|Teammates-turned-rivals WyKevin Bazemore and Eric Mayo embrace after the CIAA Championship Game.
(Erin Mizelle photo)
By Steven J. Gaither
The moment that everybody should have been talking about at the CIAA Tournament went largely unnoticed.
Shortly after the buzzer of the championship game, Livingstone’s Eric Mayo and Winston-Salem State’s WyKevin Bazemore met near mid-court and embraced each other. This wasn’t just the customary half-hug that African-American men have been giving each other for at least the last half-century and that the sports world has adopted. It was deeper than that.
See, despite wearing different colors, Bazemore and Mayo are both cut from the same cloth. Two small-town North Carolina guys–Bazemore from the coast and Mayo from outside of Charlotte–who were overlooked by Division I schools, more so because of their size than skill. Both players came to Winston-Salem State to play for Bobby Collins.

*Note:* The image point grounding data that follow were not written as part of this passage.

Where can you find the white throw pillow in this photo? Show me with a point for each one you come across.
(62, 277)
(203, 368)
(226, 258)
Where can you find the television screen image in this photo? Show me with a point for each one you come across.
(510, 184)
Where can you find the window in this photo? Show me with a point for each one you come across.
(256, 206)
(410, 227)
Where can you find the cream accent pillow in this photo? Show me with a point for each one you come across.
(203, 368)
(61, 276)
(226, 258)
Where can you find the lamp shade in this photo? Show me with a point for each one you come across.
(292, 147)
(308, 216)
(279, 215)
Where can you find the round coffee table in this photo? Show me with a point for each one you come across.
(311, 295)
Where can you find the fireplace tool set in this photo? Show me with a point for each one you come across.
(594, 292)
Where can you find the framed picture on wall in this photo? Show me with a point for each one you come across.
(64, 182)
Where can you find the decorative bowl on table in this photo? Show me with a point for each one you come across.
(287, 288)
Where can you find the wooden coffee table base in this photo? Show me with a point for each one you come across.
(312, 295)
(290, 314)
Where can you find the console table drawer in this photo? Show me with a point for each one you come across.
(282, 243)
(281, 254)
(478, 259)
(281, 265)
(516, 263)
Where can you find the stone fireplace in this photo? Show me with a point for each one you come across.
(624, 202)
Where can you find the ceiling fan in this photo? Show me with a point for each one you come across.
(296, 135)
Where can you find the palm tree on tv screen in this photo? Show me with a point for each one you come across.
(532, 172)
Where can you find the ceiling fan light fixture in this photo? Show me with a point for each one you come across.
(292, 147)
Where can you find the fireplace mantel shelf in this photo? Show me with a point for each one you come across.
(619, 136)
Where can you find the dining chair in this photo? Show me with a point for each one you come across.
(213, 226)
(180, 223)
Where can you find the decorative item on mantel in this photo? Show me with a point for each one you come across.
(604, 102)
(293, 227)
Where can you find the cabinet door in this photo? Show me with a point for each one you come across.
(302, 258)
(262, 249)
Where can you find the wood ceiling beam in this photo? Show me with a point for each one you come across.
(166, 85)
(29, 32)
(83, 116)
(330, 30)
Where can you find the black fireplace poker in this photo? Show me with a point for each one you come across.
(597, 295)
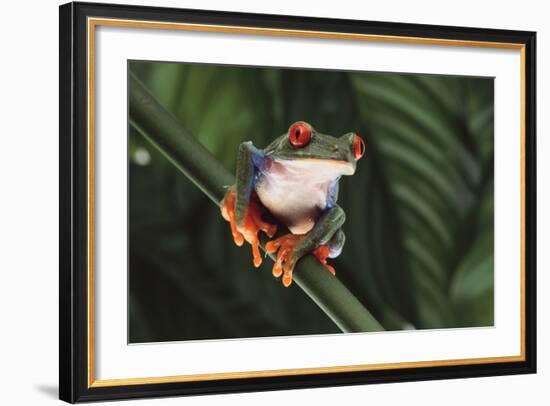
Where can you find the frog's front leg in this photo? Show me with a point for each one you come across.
(241, 207)
(324, 240)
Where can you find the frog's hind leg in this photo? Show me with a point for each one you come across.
(330, 250)
(324, 240)
(242, 208)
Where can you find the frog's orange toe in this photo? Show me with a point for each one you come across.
(251, 225)
(321, 253)
(285, 260)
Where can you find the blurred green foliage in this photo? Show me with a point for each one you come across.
(419, 251)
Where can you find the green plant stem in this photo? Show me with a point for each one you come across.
(162, 129)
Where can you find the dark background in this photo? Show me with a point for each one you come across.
(419, 250)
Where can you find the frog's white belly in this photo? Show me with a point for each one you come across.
(296, 192)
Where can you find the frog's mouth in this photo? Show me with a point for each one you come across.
(318, 169)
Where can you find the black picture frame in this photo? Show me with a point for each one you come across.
(73, 285)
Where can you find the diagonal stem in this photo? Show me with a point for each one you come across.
(162, 129)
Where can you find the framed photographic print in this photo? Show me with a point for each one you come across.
(254, 202)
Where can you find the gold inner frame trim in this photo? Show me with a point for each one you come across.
(93, 22)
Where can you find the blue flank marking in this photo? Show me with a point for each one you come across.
(259, 160)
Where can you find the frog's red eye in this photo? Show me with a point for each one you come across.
(299, 134)
(358, 147)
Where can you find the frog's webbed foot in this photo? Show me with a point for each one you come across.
(286, 248)
(289, 250)
(251, 225)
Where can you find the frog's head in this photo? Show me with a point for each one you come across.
(320, 151)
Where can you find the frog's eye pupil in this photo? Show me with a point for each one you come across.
(299, 134)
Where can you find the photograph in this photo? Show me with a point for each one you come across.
(384, 180)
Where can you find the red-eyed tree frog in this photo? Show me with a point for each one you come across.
(295, 178)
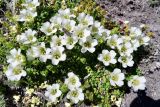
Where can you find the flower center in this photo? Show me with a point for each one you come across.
(141, 41)
(53, 91)
(136, 82)
(94, 29)
(113, 42)
(85, 22)
(80, 34)
(30, 38)
(72, 80)
(68, 27)
(115, 77)
(18, 57)
(16, 71)
(49, 30)
(70, 41)
(123, 49)
(74, 93)
(107, 57)
(124, 59)
(42, 50)
(56, 55)
(58, 42)
(87, 44)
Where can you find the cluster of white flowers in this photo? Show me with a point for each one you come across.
(136, 82)
(125, 45)
(29, 10)
(16, 61)
(82, 30)
(75, 94)
(53, 92)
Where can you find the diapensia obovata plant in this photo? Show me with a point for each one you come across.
(64, 52)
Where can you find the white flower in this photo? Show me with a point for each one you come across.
(26, 15)
(85, 19)
(32, 53)
(107, 57)
(137, 83)
(66, 14)
(72, 81)
(126, 61)
(15, 58)
(57, 41)
(57, 55)
(42, 52)
(114, 41)
(27, 37)
(70, 41)
(69, 25)
(53, 92)
(143, 40)
(99, 32)
(105, 34)
(80, 32)
(125, 49)
(75, 95)
(134, 32)
(135, 44)
(95, 27)
(48, 28)
(117, 77)
(57, 22)
(15, 73)
(88, 45)
(67, 104)
(31, 4)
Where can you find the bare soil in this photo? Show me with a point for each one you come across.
(141, 12)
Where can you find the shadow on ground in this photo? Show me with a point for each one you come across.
(144, 101)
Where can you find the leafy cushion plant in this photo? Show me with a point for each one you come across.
(66, 52)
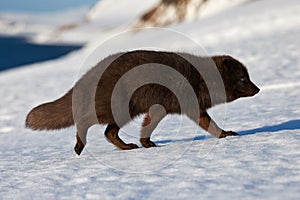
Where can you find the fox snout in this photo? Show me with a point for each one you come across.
(253, 89)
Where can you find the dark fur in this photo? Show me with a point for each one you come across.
(58, 114)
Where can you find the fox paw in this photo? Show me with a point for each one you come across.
(130, 146)
(227, 133)
(147, 143)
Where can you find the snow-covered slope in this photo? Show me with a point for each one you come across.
(263, 163)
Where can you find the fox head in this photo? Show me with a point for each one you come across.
(235, 78)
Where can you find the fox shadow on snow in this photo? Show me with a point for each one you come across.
(289, 125)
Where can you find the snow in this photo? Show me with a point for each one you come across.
(263, 163)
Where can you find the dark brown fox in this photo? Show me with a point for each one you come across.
(154, 84)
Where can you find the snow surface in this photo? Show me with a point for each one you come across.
(263, 163)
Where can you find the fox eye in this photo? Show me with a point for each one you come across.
(243, 79)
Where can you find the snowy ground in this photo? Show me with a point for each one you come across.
(263, 163)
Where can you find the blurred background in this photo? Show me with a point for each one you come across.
(33, 31)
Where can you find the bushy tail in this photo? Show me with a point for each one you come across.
(54, 115)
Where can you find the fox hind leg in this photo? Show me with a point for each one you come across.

|WyKevin Bazemore scored 24 points and grabbed 8 rebounds against Livingstone in the CIAA Championship Game.
(Erin Mizelle photo)
Bazemore eventually became a star at WSSU, winning Rookie of The Year and All-Conference honors in 2011-2012 as the Rams went on to win their 11th CIAA Tournament title in school history. He would go on to win them all four years, something that only three other players (Charles Oakley, Ralph Talley and Antwain Smith) had done in the history of the 103-year-old league.
Mayo would find stardom in the CIAA, but it wouldn’t be at WSSU and it wouldn’t be immediate. After two years, Mayo left WSSU, traveling half an hour south on Highway 52 to play for Livingstone, a school that had never won a CIAA title.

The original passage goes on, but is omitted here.